Waarneeming, wegens de goede uitwerking van den aluin, in eene hartnekkige maag-hoest.
Door *** M.D.
Een Meisje, van omtrent negen Jaaren, wierd, geduurende eenige maanden, gekweld met een Hoest, die zig duidelyk als een Maag-hoest kentekende. Herhaalde zachte braakingen uit de Ipecacuanha en Antimon. met vevsterkende Maagmiddelen, bragten wel, voor eenige dagen, verligting aan, dog deeden, op den duur, niet de verlangde werking; zelf de Kina en Quassia, anders zo heilzaam in alle soorten van Maag-hoesten, waarby eene verslapping der vezelen plaats heeft, wierden eenigen tyd vruchteloos gebruikt.
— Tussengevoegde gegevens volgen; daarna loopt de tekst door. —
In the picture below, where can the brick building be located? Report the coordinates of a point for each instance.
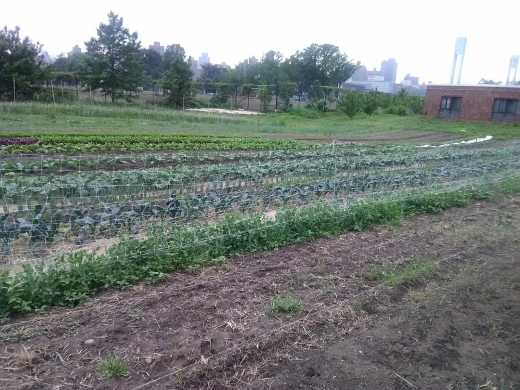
(473, 102)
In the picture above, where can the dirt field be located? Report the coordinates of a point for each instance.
(456, 327)
(411, 136)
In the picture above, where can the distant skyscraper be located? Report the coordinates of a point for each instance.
(411, 79)
(76, 49)
(389, 70)
(460, 50)
(513, 64)
(204, 59)
(157, 47)
(361, 73)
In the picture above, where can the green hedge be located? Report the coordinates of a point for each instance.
(74, 276)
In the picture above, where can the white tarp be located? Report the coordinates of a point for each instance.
(471, 141)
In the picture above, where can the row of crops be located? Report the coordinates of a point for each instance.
(78, 208)
(151, 213)
(26, 164)
(80, 222)
(136, 142)
(112, 185)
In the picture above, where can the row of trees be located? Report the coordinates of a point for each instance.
(117, 65)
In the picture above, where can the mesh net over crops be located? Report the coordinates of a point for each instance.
(57, 204)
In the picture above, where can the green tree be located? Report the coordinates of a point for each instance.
(177, 80)
(71, 69)
(113, 61)
(285, 91)
(265, 95)
(246, 91)
(21, 66)
(211, 75)
(270, 67)
(350, 102)
(371, 101)
(324, 63)
(151, 68)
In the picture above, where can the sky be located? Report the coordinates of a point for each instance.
(419, 34)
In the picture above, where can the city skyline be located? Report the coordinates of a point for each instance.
(421, 42)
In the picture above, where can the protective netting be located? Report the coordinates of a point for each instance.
(56, 204)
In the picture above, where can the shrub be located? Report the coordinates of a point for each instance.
(397, 110)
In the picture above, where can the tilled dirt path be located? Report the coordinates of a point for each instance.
(409, 136)
(215, 329)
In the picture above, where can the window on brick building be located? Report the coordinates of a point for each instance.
(450, 105)
(505, 108)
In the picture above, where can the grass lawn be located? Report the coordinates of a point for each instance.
(333, 124)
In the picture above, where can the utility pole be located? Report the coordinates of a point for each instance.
(276, 103)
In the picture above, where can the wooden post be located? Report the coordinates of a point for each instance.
(52, 90)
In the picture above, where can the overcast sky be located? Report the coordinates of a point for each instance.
(419, 34)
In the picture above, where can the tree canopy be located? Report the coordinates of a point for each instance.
(21, 66)
(113, 62)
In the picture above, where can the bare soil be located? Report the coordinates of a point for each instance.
(459, 329)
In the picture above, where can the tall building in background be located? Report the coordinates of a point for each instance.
(389, 70)
(76, 49)
(460, 50)
(157, 47)
(410, 80)
(194, 66)
(360, 74)
(513, 65)
(204, 59)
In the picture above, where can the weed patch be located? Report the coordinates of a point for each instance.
(111, 366)
(284, 304)
(409, 273)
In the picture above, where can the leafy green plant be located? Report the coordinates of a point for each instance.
(284, 304)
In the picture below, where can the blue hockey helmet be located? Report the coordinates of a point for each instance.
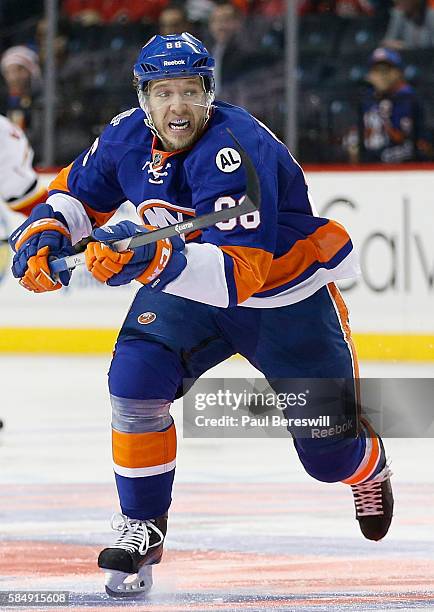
(174, 56)
(169, 57)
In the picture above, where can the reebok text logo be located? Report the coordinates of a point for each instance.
(174, 63)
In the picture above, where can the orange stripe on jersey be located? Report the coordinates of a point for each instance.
(370, 461)
(27, 204)
(342, 312)
(138, 450)
(250, 269)
(60, 183)
(344, 319)
(320, 246)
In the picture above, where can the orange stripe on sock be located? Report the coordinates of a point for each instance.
(362, 474)
(144, 449)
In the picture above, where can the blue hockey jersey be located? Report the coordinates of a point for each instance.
(274, 257)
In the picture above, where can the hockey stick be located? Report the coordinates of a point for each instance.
(250, 203)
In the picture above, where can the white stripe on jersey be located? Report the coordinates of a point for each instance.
(203, 279)
(74, 213)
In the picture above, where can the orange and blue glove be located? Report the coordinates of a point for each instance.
(44, 235)
(154, 265)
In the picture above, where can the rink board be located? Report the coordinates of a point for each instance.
(390, 217)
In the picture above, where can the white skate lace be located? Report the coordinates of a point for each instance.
(135, 534)
(368, 496)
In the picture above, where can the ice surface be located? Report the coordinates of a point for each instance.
(248, 530)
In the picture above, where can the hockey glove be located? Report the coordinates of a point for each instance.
(153, 265)
(42, 236)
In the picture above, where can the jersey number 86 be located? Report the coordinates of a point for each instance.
(247, 221)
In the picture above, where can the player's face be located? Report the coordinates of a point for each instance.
(384, 77)
(178, 110)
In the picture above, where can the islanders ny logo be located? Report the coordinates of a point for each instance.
(5, 251)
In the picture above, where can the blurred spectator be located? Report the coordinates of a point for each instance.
(20, 69)
(343, 8)
(173, 20)
(267, 8)
(411, 25)
(90, 12)
(85, 12)
(199, 10)
(236, 50)
(391, 126)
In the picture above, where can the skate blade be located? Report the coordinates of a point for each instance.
(120, 584)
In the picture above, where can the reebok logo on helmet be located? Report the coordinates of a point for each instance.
(174, 63)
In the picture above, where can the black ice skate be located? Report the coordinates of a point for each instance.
(128, 563)
(374, 505)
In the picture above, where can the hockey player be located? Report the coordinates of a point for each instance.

Daar ik ondertusschen begreep, dat deeze Hoest werkelyk een Maag-hoest was, welke my toescheen uit eene verlooren veerkragt van de Maag voort te koomen, zo belloot ik den Aluin te beproeven, en schreef, ten dien einde, de volgende poeijers voor: R. Aluminis crud. drachm. IV. Sach. Canariens. Sirup. IV. m.f. pulv. No XIII. Hier van liet ik des daags drie poeijers, met koud water, gebruiken, en gelastte alle warme dranken zorgvuldig te vermyden.
Dit middel had zulk eene heilzaame uitwerking, dat, na verloop van eenige dagen, de Hoest reeds merkelyk begon te verminderen, en eindelyk, door het voortgebruik der voorschreeven poeijers, volkoomen geneezen werdt.